One possible solution is direct recourse to the people. That is Howie Carr’s preferred alternative. Howie, essentially, is so angry with the legislature that he thinks it should be blown up — in this case, by taking away most of its money.
For those 2,063,891 of you Massachusetts voters who last year refused to abolish the state income tax because it wasn’t the “responsible” thing to do, I have a question. Are you happy now, dopes? … [T]he payroll Charlies really picked your pockets this time, didn’t they? They’re handing out brand-new, six-figure jobs to all their friends and relatives, and you’re paying for it…. Thirty percent of us ask the other 70 percent of you: When are you people going to wake up?
But Madison has already thought of that.
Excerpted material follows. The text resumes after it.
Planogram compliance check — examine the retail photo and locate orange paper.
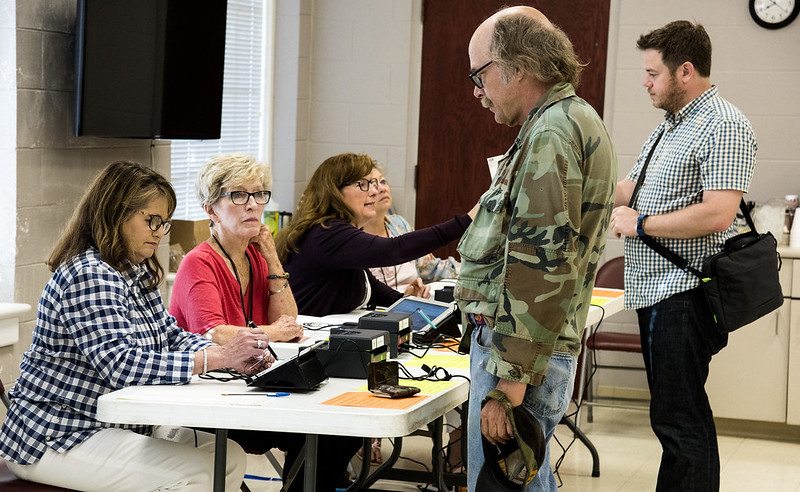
[322,391,428,410]
[592,288,625,298]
Madison considers in detail whether recourse directly to the people is a suitable remedy for the excesses of any branch of government (particularly the legislative). He concludes that it is not, because when appeals are made directly to the people,
[t]he PASSIONS, therefore, not the REASON, of the public would sit in judgment. But it is the reason, alone, of the public, that ought to control and regulate the government. The passions ought to be controlled and regulated by the government.
That seems to me an apt description of Question 1. Its appeal was strictly to the “passions” of the people — “send them a message!” “I’m mad as hell and I’m not gonna take it anymore!” (There’s a similar effort brewing now with respect to the sales tax, which appears to be taking the silly form of repealing it entirely instead of rolling it back to 5%.) Every sober analysis of the impact of Question 1 — that is, every appeal to “reason” — showed that it would be a disaster. Kudos, then, to the people of Massachusetts for proving Madison wrong to the extent that they voted down Question 1. But that doesn’t leave us with a remedy to the problem we face, since the questions presented to the people — Question 1, and the new one on the sales tax, for example — tend to be appeals to passion, not reason. And that’s no way to run a state.
Perhaps the most famous of the Federalist Papers is #10, Madison’s masterly exposition on “faction.”
By a faction, I understand a number of citizens, whether amounting to a majority or a minority of the whole, who are united and actuated by some common impulse of passion, or of interest, adversed to the rights of other citizens, or to the permanent and aggregate interests of the community.
Madison was especially concerned about the ill effects of a faction that cannot be outvoted, seeing it as perhaps the most important question to be answered:
When a majority is included in a faction, the form of popular government, on the other hand, enables it to sacrifice to its ruling passion or interest both the public good and the rights of other citizens. To secure the public good and private rights against the danger of such a faction, and at the same time to preserve the spirit and the form of popular government, is then the great object to which our inquiries are directed.
And — crucially for our purposes — he recognized that majority factions must be controlled if government is to be respected:
Let me add that it is the great desideratum by which this form of government can be rescued from the opprobrium under which it has so long labored, and be recommended to the esteem and adoption of mankind.
The rest of the paper is devoted to Madison’s explanation of why the structure set up in the Constitution is the best way to reach his desired result. Madison recognized that representative democracy, though necessary, was insufficient, because
[m]en of factious tempers, of local prejudices, or of sinister designs, may, by intrigue, by corruption, or by other means, first obtain the suffrages, and then betray the interests, of the people.
The rest of the paper concerns the virtue of a strong national government, which is not directly relevant to our situation, save for the following observation:
[I]t clearly appears, that the same advantage which a republic has over a democracy, in controlling the effects of faction, is enjoyed by a large over a small republic, — is enjoyed by the Union over the States composing it…. The influence of factious leaders may kindle a flame within their particular States, but will be unable to spread a general conflagration through the other States.
Thus, Madison foresaw that, even if a majority faction held sway within a particular state from time to time, the influence of that faction would naturally fade outside the state, and would therefore be unlikely to spread throughout the country.
What can we make of all of this? It seems to me that what has happened in Massachusetts is precisely what Madison feared most and sought to avoid on a national level. A faction — namely, the Democrats in the legislature — have total control of the legislative branch of government.